Yesterday was 4th February.
''Dearest'' 18th birthday.
I dont know if I should still call her 'Dearest' or not.
I wished her a happy belated birthday today, and I dont know why, I suddenly teared up when she replied her thanks with that smiley face.
Honestly, I dont know how to described my current feelings right now. It's just a mixed of everything.
She used to be my best friend and fate-mate, she picked me up when I was at my lowest pit. We never had a fight in our two years of friendship until March 2011.
When I decide to stop school and leave her behind.
Truthfully, I felt really bad for leaving her behind, but I cant simply tell her th truth because she might think it's just a excuse of not studying.
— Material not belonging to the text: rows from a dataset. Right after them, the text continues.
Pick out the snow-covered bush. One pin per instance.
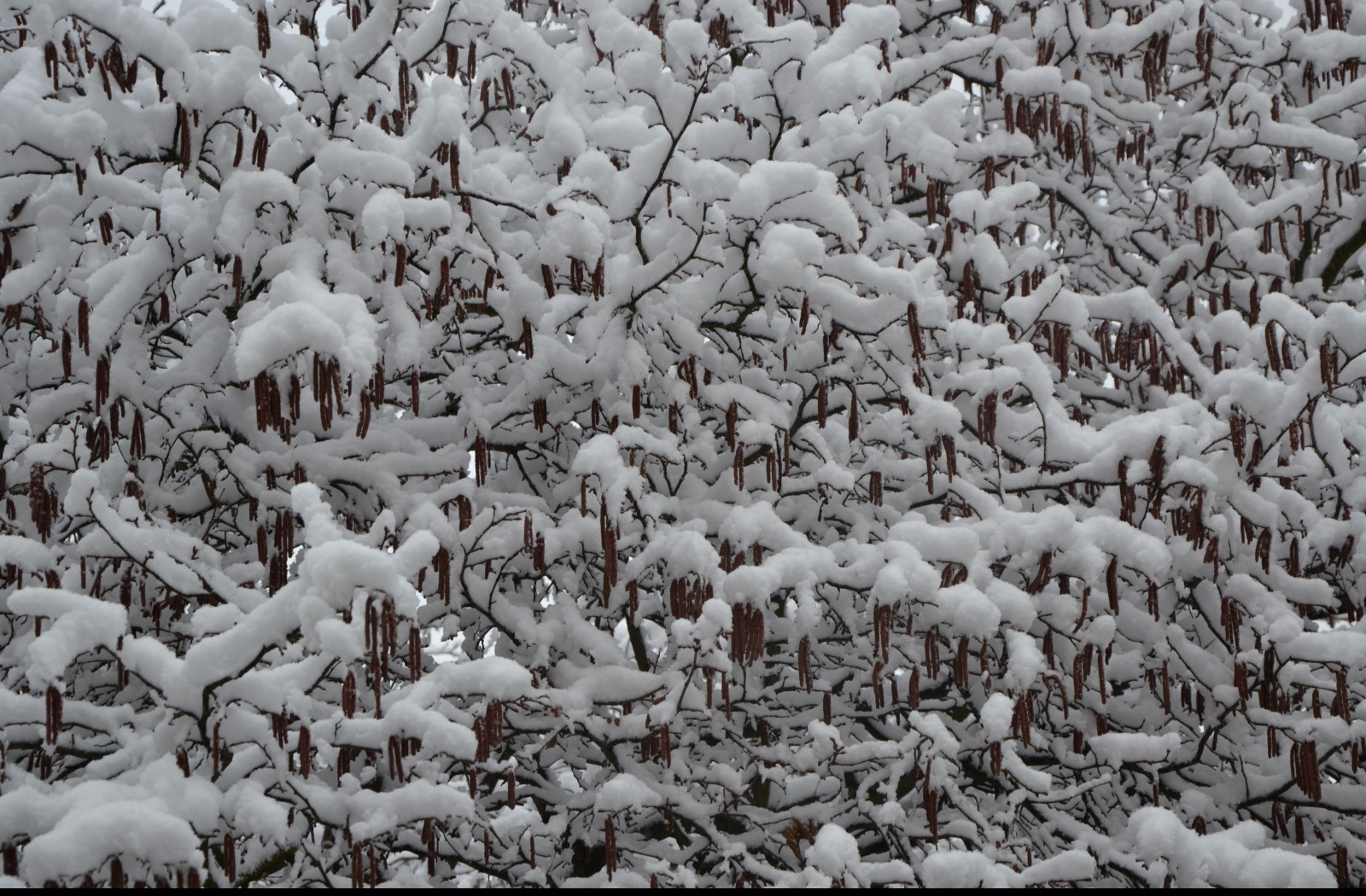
(855, 443)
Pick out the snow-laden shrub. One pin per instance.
(864, 443)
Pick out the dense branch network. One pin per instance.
(697, 443)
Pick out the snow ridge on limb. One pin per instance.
(873, 443)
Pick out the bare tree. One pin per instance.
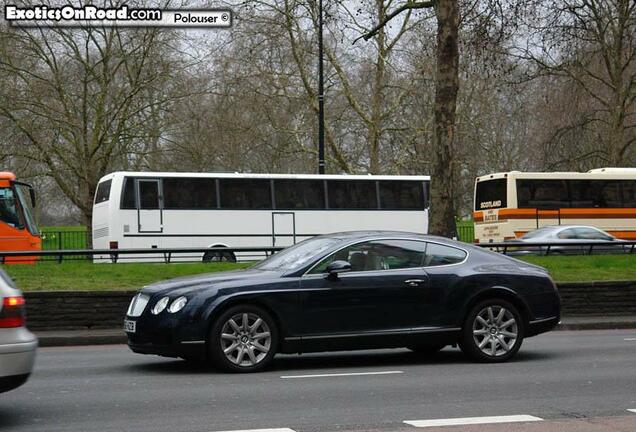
(79, 99)
(591, 46)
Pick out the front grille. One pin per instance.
(137, 305)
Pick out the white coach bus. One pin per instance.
(508, 205)
(200, 210)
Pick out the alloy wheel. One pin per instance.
(495, 331)
(246, 339)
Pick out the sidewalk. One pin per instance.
(117, 336)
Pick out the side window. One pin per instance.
(378, 255)
(567, 234)
(352, 194)
(591, 234)
(148, 194)
(299, 194)
(194, 193)
(437, 255)
(245, 194)
(629, 193)
(128, 199)
(401, 195)
(103, 191)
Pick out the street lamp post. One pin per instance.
(321, 97)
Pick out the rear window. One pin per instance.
(542, 194)
(103, 191)
(491, 194)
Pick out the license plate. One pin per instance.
(130, 326)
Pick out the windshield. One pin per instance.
(9, 208)
(27, 208)
(299, 255)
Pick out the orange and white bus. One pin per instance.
(508, 205)
(18, 231)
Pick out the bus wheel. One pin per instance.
(217, 256)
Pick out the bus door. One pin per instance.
(149, 205)
(283, 229)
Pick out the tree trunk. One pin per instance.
(442, 211)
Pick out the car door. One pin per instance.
(375, 300)
(437, 308)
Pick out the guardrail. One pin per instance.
(580, 247)
(165, 255)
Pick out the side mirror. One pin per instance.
(337, 267)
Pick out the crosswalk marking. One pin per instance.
(472, 420)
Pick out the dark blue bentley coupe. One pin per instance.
(346, 291)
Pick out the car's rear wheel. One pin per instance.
(243, 339)
(493, 332)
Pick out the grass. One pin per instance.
(84, 275)
(80, 276)
(588, 267)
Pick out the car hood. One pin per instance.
(205, 281)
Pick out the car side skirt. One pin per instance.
(369, 340)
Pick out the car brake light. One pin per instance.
(12, 312)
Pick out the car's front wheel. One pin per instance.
(493, 332)
(243, 339)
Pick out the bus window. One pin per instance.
(595, 193)
(347, 194)
(299, 194)
(103, 192)
(9, 212)
(491, 194)
(149, 194)
(245, 194)
(629, 193)
(128, 199)
(542, 194)
(189, 193)
(401, 195)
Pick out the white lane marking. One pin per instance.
(263, 430)
(342, 374)
(472, 420)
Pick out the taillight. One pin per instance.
(12, 312)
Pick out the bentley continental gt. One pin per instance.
(348, 291)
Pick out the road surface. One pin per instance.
(562, 381)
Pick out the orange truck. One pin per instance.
(18, 231)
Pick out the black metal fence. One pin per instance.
(64, 239)
(140, 255)
(168, 255)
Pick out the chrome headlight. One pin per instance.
(178, 304)
(160, 306)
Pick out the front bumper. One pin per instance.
(167, 338)
(542, 325)
(16, 361)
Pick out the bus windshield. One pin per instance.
(24, 208)
(299, 255)
(491, 194)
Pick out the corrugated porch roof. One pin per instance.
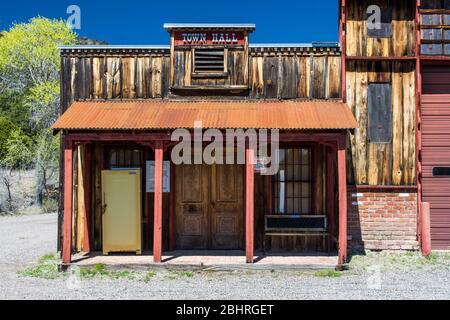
(167, 114)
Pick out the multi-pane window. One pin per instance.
(379, 22)
(209, 60)
(292, 186)
(123, 158)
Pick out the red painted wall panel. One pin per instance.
(436, 151)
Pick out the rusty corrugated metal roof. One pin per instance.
(163, 114)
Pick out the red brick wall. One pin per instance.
(382, 219)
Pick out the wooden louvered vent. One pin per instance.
(209, 60)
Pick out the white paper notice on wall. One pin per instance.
(150, 179)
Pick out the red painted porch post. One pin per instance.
(157, 226)
(331, 194)
(67, 227)
(342, 184)
(249, 204)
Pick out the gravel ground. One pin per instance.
(26, 238)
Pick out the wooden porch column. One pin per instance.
(249, 204)
(331, 195)
(157, 225)
(87, 195)
(342, 184)
(67, 227)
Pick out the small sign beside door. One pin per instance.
(260, 164)
(150, 177)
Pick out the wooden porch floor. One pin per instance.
(210, 260)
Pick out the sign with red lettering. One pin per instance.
(209, 38)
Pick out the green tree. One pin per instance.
(29, 54)
(17, 155)
(30, 65)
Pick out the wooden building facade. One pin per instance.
(352, 146)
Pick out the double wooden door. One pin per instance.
(209, 207)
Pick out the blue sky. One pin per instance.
(140, 22)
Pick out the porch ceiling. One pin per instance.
(160, 114)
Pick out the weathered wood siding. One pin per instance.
(286, 74)
(390, 163)
(268, 74)
(93, 76)
(402, 41)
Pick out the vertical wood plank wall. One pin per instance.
(390, 163)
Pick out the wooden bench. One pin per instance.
(294, 226)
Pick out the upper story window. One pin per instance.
(210, 61)
(379, 22)
(379, 98)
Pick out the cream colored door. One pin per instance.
(121, 211)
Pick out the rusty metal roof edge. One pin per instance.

I wanted to tell her, but didnt instead.
This caused our first and last arguements.
Since then on, I never contact her anymore, totally didnt talked to her.
So when I told her happy birthday through facebook today, I felt really... weird.
I actually miss her... my best friend.
A little message for her,
You're probably thinking I took this friendship for granted. Honestly, that's not my intention. I know I should probably tell you th truth on reasons why I did all this. You have been a greatest best friend in th whole wide world to me and I really appreciate that. I know this might be too late to say all this, but I just wanted to get this message across. I dont need you to forgive me, I just want to convey my feelings to you.
Bottom line is,
I'm sorry,
-
I finally went out with Alicia and co(s) today with Love.
How I'm feeling today was how I used to felt last time.
And, trust me, I dont like it.
I thought things would probably be back to how it used to be, but, guess not:/
I dont know why, I felt so awkward.
It kinda made me feel weird insides, and its not a good feeling.
Sigh.
-
When things are going perfect, life just got to fuck us up again.